Home Malware Programs Ransomware '5btc@protonmail.com' Ransomware

'5btc@protonmail.com' Ransomware

Posted: December 3, 2018

The '5btc@protonmail.com' Ransomware is a variant of the GusLocker Ransomware, a file-locker Trojan that can block your media with encryption so that the files can't open. The '5btc@protonmail.com' Ransomware also creates ransoming messages for the criminal's unlocker via Web pages and may provoke symptoms such as negative changes to your wallpaper or backups. The use of proper backup strategies will keep your files safe from these attacks, and most anti-malware applications should remove the '5btc@protonmail.com' Ransomware from your computer.

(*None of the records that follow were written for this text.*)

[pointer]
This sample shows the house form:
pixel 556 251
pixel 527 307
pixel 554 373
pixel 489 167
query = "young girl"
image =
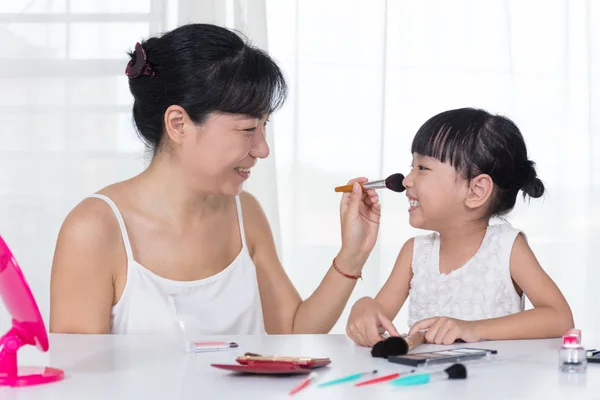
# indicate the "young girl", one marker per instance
pixel 468 279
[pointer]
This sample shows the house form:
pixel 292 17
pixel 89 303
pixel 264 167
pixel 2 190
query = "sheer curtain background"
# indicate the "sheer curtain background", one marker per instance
pixel 364 75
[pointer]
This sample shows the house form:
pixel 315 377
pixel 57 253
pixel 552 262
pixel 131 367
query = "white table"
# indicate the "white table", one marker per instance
pixel 147 367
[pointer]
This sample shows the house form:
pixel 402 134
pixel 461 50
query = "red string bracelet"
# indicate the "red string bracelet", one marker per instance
pixel 359 276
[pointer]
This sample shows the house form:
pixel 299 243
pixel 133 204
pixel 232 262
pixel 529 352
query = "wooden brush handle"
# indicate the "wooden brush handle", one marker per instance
pixel 345 188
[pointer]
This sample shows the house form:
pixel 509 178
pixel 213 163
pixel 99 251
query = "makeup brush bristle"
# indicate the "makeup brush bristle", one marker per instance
pixel 392 346
pixel 456 371
pixel 394 182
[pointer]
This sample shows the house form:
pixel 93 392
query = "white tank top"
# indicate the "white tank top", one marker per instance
pixel 227 303
pixel 482 288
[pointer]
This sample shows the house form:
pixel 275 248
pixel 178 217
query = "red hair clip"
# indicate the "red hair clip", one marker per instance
pixel 139 65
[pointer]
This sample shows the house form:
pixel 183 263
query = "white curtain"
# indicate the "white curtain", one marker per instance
pixel 364 75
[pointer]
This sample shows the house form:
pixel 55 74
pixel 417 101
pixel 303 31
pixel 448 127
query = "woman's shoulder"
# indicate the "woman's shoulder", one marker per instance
pixel 93 219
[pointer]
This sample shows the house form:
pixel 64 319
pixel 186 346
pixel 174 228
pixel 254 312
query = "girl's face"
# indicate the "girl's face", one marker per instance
pixel 436 194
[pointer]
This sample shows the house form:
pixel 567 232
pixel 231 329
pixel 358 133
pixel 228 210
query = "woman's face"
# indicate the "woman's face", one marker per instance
pixel 222 151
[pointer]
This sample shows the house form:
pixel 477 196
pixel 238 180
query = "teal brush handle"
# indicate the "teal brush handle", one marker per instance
pixel 341 380
pixel 411 380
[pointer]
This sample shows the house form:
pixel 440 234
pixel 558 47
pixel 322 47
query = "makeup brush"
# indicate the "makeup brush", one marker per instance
pixel 397 345
pixel 456 371
pixel 392 182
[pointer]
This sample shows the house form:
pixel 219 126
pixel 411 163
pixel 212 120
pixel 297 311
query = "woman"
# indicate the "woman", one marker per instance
pixel 183 233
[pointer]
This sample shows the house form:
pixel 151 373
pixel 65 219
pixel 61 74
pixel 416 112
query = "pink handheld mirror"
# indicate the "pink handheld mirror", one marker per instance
pixel 27 327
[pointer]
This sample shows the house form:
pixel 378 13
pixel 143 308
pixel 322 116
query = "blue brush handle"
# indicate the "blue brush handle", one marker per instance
pixel 411 380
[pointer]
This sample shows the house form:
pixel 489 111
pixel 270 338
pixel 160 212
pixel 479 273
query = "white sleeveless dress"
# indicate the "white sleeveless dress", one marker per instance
pixel 482 288
pixel 227 303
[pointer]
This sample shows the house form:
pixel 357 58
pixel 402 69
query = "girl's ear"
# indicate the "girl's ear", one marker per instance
pixel 480 189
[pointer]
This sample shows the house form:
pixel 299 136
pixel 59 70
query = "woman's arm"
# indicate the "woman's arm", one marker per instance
pixel 369 317
pixel 283 309
pixel 81 283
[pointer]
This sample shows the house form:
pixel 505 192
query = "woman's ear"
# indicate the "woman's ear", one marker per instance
pixel 175 119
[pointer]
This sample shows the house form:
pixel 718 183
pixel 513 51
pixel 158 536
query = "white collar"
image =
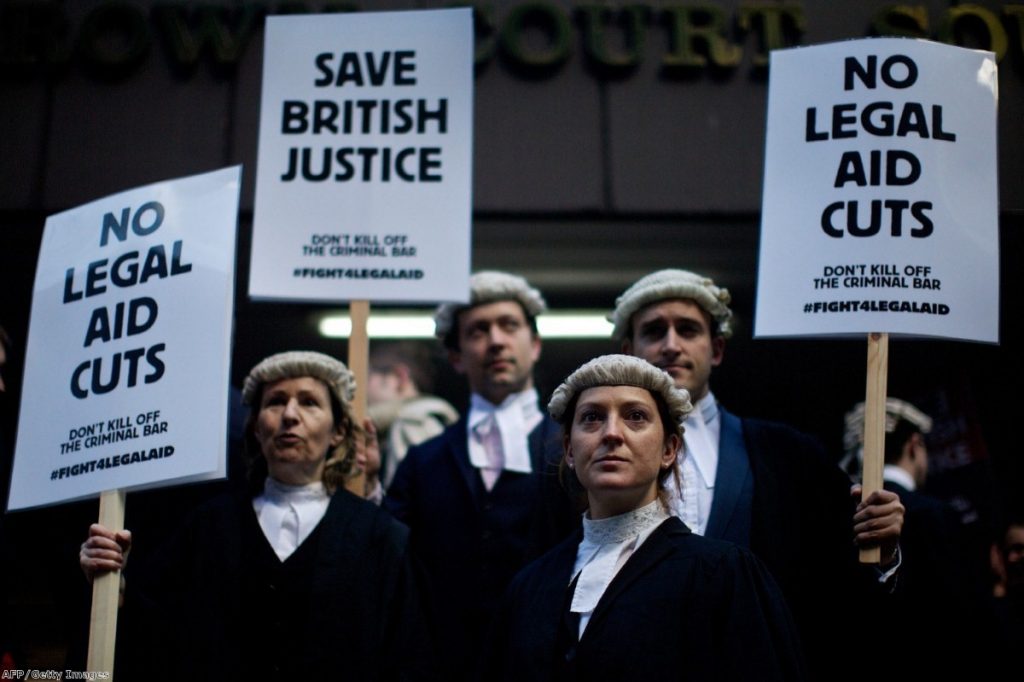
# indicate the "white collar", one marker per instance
pixel 606 545
pixel 515 418
pixel 524 401
pixel 898 475
pixel 624 526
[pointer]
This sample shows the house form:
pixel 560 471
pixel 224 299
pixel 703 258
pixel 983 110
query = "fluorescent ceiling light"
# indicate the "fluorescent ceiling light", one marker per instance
pixel 417 325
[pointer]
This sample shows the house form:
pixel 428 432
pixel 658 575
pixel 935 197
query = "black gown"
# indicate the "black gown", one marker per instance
pixel 682 607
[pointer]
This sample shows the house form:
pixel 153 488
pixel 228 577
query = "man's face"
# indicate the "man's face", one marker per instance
pixel 675 335
pixel 497 349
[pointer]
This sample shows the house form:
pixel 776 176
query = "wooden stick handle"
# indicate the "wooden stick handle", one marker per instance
pixel 875 425
pixel 105 592
pixel 358 363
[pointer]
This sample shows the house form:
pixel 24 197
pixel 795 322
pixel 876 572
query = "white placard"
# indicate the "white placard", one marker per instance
pixel 126 375
pixel 364 180
pixel 880 210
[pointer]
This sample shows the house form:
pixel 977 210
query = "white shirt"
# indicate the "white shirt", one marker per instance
pixel 697 466
pixel 515 417
pixel 287 514
pixel 607 545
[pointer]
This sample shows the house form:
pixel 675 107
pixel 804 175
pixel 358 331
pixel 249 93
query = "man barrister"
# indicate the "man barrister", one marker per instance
pixel 482 499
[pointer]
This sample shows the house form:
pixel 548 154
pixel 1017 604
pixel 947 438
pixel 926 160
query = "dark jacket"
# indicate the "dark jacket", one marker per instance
pixel 470 541
pixel 682 607
pixel 216 603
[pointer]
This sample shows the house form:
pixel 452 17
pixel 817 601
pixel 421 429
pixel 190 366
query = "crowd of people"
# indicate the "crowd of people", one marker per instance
pixel 629 527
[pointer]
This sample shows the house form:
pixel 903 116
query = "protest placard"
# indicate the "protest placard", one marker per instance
pixel 880 208
pixel 364 178
pixel 126 376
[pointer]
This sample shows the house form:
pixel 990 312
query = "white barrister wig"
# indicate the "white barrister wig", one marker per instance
pixel 488 287
pixel 896 411
pixel 620 371
pixel 295 364
pixel 672 284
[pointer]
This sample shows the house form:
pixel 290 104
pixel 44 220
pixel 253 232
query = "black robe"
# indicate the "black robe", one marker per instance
pixel 216 603
pixel 682 607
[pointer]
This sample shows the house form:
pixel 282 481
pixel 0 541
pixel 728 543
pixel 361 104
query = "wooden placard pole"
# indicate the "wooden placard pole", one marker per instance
pixel 105 593
pixel 875 425
pixel 358 363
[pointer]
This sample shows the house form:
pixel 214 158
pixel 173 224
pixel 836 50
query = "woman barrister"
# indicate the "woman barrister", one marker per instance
pixel 635 595
pixel 303 578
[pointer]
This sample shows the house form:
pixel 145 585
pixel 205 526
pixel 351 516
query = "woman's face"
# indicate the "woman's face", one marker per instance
pixel 617 448
pixel 295 429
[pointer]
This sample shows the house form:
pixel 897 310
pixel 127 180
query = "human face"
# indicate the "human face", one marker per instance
pixel 617 448
pixel 497 349
pixel 295 429
pixel 675 335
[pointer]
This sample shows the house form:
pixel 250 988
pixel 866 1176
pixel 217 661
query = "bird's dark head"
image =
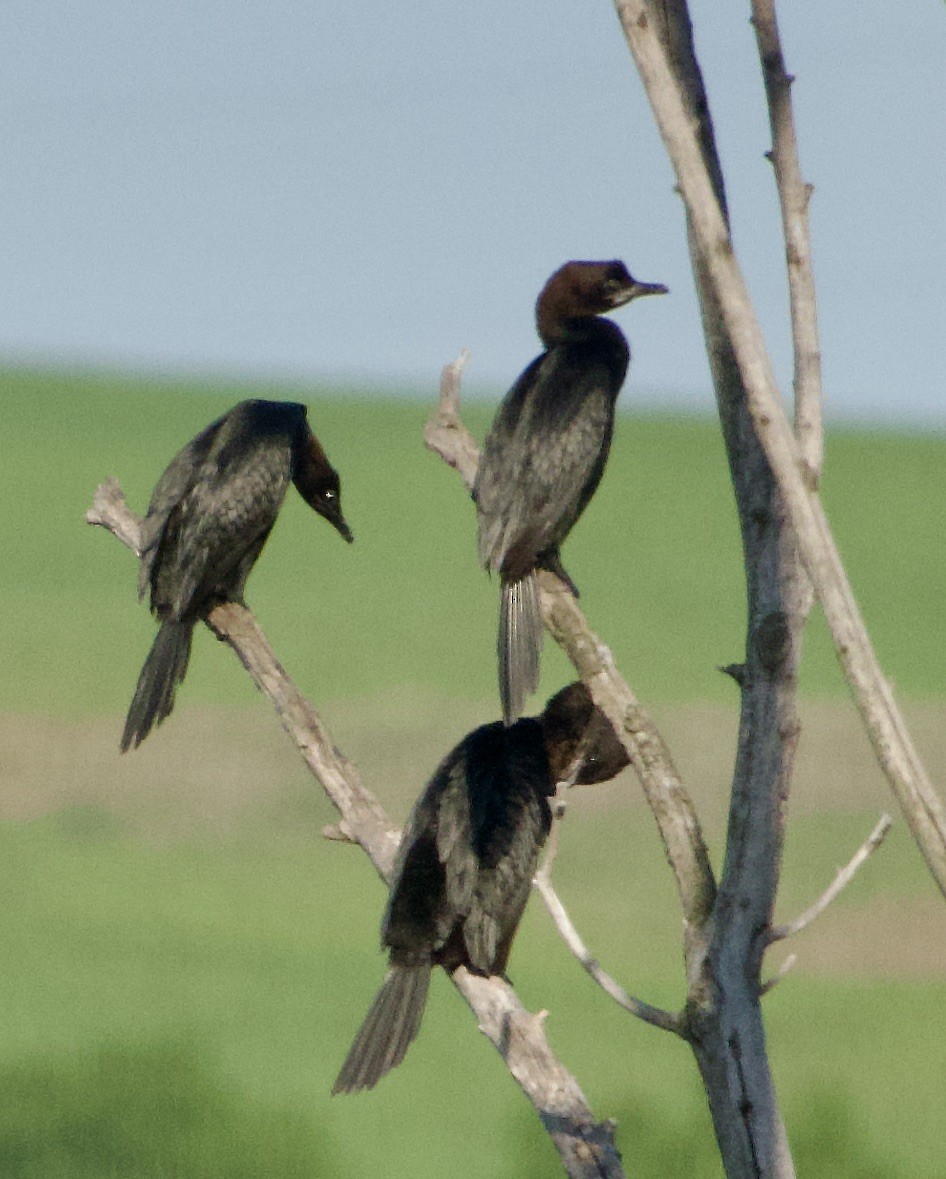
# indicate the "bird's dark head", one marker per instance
pixel 317 482
pixel 583 289
pixel 575 728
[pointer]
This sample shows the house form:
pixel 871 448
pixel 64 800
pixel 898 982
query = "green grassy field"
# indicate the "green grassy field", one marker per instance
pixel 656 555
pixel 185 960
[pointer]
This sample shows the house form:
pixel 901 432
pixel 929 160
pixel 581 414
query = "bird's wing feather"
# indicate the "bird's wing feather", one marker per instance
pixel 543 459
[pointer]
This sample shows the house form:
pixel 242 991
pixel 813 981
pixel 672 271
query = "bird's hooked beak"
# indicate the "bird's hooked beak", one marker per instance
pixel 636 290
pixel 341 525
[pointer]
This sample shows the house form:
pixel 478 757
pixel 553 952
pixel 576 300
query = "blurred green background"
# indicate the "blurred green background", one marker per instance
pixel 186 960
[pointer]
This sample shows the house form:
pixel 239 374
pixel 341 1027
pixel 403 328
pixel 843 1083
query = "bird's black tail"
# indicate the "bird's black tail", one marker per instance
pixel 163 671
pixel 520 634
pixel 388 1028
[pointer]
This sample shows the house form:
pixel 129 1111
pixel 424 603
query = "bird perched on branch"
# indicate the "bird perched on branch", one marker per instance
pixel 209 518
pixel 545 453
pixel 466 860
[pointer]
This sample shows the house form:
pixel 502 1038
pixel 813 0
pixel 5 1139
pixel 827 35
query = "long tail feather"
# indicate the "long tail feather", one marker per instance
pixel 519 647
pixel 388 1028
pixel 163 671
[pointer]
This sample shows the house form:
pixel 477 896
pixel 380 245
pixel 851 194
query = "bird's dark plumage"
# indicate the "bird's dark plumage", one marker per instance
pixel 465 864
pixel 546 450
pixel 209 518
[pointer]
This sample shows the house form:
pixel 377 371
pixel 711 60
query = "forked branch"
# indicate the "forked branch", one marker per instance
pixel 843 877
pixel 886 726
pixel 572 939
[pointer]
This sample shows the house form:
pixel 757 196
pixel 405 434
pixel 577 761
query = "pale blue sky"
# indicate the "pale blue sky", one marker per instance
pixel 353 192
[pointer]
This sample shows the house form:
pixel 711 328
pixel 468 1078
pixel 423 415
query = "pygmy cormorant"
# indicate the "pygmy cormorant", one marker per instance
pixel 466 860
pixel 208 520
pixel 545 453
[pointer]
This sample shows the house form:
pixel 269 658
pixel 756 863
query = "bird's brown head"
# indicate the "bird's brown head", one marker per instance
pixel 317 482
pixel 579 290
pixel 576 728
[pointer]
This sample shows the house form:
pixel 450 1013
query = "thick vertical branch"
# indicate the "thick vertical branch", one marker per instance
pixel 888 733
pixel 586 1147
pixel 723 1003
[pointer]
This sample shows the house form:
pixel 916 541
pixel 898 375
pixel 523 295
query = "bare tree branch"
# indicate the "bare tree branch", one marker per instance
pixel 793 198
pixel 572 939
pixel 888 732
pixel 446 435
pixel 843 877
pixel 586 1147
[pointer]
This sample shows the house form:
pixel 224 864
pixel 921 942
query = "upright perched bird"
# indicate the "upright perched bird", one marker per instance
pixel 545 453
pixel 466 860
pixel 205 526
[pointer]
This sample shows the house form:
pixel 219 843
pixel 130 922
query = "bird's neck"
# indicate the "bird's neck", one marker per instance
pixel 557 328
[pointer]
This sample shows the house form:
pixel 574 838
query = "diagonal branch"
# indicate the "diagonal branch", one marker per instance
pixel 676 817
pixel 882 718
pixel 843 877
pixel 586 1147
pixel 572 939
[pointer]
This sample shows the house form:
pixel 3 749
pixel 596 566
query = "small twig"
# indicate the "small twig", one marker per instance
pixel 767 986
pixel 843 877
pixel 572 939
pixel 794 197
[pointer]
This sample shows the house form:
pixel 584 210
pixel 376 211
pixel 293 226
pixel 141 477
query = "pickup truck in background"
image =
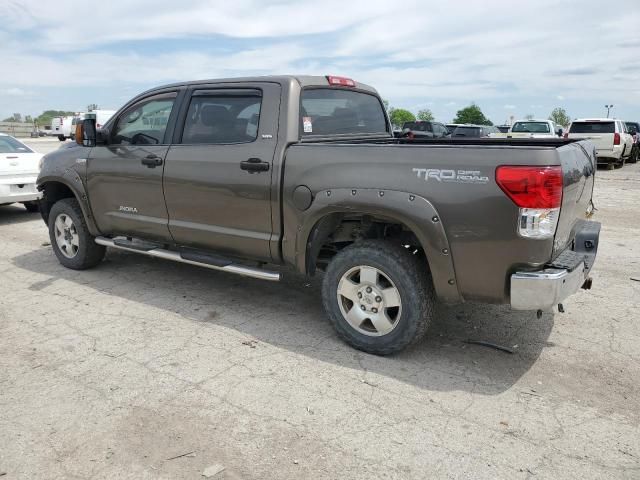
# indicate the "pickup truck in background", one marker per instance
pixel 61 127
pixel 534 129
pixel 610 136
pixel 253 174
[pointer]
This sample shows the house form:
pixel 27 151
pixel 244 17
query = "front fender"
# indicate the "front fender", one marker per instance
pixel 67 166
pixel 414 211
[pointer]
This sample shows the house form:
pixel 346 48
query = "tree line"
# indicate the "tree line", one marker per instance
pixel 470 114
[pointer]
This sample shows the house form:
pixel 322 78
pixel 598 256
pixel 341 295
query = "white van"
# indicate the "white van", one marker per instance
pixel 609 135
pixel 61 127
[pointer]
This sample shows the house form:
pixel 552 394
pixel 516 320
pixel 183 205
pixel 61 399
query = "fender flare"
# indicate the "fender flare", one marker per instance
pixel 72 180
pixel 412 210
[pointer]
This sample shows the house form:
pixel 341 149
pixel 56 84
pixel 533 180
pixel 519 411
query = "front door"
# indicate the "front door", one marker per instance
pixel 218 174
pixel 124 176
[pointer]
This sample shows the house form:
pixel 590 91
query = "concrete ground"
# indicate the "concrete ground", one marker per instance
pixel 143 368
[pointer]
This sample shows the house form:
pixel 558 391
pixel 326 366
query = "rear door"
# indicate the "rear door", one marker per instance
pixel 218 172
pixel 124 176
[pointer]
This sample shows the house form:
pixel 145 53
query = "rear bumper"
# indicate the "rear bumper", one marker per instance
pixel 543 289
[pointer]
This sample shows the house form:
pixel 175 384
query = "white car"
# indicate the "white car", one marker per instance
pixel 534 129
pixel 609 135
pixel 19 168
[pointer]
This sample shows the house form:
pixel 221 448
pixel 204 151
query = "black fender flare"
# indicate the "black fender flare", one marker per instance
pixel 414 211
pixel 71 179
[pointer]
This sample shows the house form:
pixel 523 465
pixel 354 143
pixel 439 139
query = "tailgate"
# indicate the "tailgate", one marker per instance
pixel 578 163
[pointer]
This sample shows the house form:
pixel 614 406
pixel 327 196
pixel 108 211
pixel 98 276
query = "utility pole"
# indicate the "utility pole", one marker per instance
pixel 608 107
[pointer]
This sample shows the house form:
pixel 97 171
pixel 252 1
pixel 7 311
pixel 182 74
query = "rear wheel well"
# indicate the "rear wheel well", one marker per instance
pixel 52 193
pixel 339 230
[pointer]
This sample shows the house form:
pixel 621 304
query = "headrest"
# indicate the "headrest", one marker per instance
pixel 214 115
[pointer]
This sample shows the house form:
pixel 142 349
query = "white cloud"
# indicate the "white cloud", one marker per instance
pixel 485 52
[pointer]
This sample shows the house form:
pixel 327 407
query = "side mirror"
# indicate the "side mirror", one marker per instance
pixel 86 132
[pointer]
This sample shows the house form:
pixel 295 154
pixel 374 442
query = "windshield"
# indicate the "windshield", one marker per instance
pixel 418 126
pixel 327 111
pixel 592 127
pixel 11 145
pixel 530 127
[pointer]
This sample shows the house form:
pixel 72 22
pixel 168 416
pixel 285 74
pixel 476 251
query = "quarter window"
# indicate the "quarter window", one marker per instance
pixel 145 123
pixel 220 118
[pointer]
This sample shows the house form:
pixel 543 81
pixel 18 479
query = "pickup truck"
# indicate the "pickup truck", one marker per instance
pixel 612 140
pixel 534 129
pixel 252 175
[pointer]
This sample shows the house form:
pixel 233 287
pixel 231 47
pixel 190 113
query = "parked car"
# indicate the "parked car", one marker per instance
pixel 634 131
pixel 534 129
pixel 610 137
pixel 61 127
pixel 395 224
pixel 474 131
pixel 452 126
pixel 18 172
pixel 425 129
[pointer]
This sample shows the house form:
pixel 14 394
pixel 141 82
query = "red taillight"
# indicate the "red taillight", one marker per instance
pixel 342 81
pixel 531 187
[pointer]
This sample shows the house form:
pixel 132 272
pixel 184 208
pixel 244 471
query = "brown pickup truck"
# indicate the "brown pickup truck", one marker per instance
pixel 244 175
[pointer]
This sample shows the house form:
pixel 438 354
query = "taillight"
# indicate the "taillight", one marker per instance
pixel 342 81
pixel 538 193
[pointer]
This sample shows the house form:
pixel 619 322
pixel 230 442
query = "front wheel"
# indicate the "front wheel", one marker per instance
pixel 31 207
pixel 378 296
pixel 71 240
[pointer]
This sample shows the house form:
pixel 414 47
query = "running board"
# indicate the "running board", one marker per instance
pixel 175 256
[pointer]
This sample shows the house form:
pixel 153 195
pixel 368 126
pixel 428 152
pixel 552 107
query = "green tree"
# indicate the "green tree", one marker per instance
pixel 425 115
pixel 559 115
pixel 399 116
pixel 472 114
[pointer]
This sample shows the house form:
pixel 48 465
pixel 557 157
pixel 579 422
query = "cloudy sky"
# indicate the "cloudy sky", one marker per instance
pixel 512 58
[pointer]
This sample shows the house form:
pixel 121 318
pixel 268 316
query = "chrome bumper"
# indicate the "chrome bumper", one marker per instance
pixel 544 289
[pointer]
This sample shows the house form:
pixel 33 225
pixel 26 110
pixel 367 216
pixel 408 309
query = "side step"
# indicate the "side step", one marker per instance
pixel 202 260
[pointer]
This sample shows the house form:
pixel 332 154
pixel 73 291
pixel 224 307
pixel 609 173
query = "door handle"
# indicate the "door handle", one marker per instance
pixel 253 165
pixel 152 161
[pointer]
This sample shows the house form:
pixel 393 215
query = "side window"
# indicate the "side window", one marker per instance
pixel 219 118
pixel 145 123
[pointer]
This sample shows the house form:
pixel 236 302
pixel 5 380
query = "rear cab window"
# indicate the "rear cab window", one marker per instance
pixel 223 117
pixel 530 127
pixel 593 127
pixel 337 111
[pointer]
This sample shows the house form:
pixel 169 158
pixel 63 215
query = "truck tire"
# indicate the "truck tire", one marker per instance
pixel 378 296
pixel 31 207
pixel 71 241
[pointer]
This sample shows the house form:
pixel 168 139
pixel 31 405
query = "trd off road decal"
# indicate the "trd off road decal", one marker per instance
pixel 452 176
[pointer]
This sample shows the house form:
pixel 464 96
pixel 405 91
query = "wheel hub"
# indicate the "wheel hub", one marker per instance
pixel 369 300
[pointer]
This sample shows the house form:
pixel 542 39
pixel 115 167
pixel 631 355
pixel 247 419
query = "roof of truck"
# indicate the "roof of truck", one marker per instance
pixel 302 80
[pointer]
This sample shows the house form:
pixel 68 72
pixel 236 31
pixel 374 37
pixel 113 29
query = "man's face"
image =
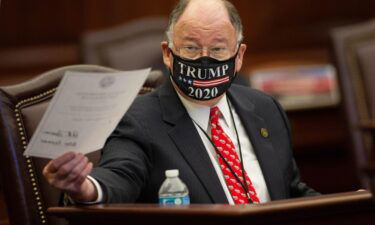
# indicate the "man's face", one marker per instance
pixel 204 29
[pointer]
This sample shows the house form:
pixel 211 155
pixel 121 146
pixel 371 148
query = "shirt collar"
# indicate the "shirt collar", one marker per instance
pixel 200 114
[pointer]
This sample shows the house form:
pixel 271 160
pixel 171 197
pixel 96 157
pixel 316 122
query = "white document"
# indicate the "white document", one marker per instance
pixel 84 111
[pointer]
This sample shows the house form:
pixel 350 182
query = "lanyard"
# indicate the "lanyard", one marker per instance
pixel 243 184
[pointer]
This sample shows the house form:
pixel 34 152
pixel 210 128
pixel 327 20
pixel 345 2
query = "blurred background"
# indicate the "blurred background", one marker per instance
pixel 298 39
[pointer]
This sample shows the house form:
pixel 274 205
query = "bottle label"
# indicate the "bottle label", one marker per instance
pixel 174 201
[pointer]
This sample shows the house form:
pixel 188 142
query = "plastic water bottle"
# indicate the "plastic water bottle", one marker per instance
pixel 173 191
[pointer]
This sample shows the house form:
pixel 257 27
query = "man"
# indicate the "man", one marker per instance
pixel 231 144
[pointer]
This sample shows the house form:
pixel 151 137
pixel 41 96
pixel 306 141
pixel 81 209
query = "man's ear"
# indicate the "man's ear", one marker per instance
pixel 240 56
pixel 167 56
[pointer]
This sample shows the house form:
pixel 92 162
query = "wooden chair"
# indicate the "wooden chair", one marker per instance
pixel 27 193
pixel 355 55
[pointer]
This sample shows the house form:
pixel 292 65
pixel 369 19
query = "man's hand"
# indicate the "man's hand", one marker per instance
pixel 68 173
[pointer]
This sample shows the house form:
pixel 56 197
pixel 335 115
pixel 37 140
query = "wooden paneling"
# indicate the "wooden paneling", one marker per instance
pixel 39 35
pixel 3 211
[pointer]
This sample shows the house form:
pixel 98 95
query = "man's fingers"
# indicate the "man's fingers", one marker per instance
pixel 83 175
pixel 65 169
pixel 78 168
pixel 55 164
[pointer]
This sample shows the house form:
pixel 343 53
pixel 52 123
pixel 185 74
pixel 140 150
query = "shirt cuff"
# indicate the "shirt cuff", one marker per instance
pixel 99 190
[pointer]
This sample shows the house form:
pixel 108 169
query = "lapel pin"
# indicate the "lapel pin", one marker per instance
pixel 264 132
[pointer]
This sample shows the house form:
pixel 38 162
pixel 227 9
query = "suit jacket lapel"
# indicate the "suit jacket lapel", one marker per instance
pixel 189 143
pixel 263 147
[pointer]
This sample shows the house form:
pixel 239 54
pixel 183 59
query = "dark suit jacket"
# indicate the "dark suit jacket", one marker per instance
pixel 157 134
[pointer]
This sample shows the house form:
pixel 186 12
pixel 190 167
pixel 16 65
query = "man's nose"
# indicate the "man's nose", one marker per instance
pixel 205 52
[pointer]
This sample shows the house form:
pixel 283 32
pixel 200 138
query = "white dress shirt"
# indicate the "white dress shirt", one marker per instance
pixel 200 115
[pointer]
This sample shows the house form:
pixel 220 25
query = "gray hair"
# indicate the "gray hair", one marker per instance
pixel 179 9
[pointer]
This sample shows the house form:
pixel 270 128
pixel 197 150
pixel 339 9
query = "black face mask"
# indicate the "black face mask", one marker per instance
pixel 204 78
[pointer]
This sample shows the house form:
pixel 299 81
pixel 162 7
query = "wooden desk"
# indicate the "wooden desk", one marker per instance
pixel 345 208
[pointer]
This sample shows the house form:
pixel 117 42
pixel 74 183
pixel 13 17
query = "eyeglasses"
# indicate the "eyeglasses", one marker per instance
pixel 194 52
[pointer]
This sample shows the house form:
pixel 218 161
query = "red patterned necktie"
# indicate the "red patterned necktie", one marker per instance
pixel 227 151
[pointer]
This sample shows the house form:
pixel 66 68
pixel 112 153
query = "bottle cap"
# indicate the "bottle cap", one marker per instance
pixel 171 173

The 20K Trojan Starts Mutating

The GusLocker Ransomware, a mostly-traditional, file-locker Trojan with an exorbitant ransom, is starting to see variants out in the wild. Malware researchers haven't confirmed the original Trojan's being part of a Ransomware-as-a-Service business or another method of distribution, such as freely-leaked source code, and the original threat actors may or may not have any involvement. The '5btc@protonmail.com' Ransomware is one of the many cases of a 'new' Trojan whose changes are no more than cosmetic.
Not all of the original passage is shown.